J’ai vécu long-tems dans un département éloigné de Paris ; j’y ai souvent rougi des propos indécens que l’innocence ignorante répétait sans en tirer la moindre conséquence ; enfin j’ai vu de jeunes hommes humiliés des discours de leurs sœurs. Celles-ci placées par la nature aux mêmes rangs qu’eux, n’auraient pu être admises à la société de femmes qui, sans être prudes, aiment à s’entretenir dans les termes que la décence prescrit. J’ai moi-même tenté de corriger une de ces intéressantes créatures, élevée dans le vieux château de son père : J’y ai perdu mon tems.
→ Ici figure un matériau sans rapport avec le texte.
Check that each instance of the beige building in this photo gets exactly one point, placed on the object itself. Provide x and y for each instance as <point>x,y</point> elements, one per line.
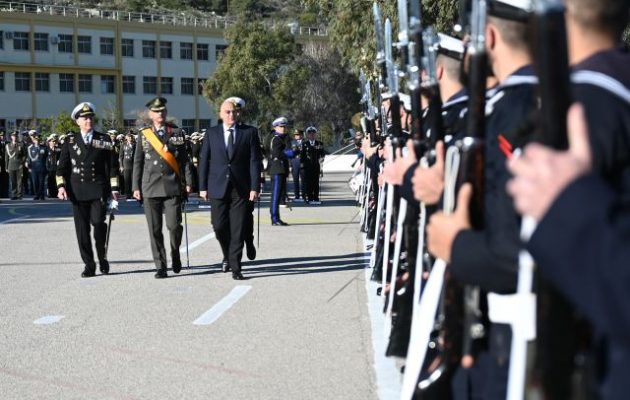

Chassez le naturel il revient au galop.

La sœur de celle dont je parle, plus instruite, est aujourd’hui mère de six enfans qu’elle a élevés elle-même, et qui font la gloire de leur famille ; tandis que l’autre a épousé un honnête rustre de son village, et que ceux-ci ne transmettront à leurs descendants que l’ignorance dont on les a enveloppés.

« Considérant que le joli babil des femmes dédomagera avec usure de l’absence de leur style ».

J’ai suffisamment réfuté ce considérant par ce que je viens de dire. J’ajouterai seulement, qu’ainsi que l’auteur le dit lui-même, la nature nous, ayant pourvues d’une prodigieuse aptitude à parler, une ignorante ne sachant où s’arrêter, et n’ayant jamais rien d’intéressant à communiquer, ennuira bientôt.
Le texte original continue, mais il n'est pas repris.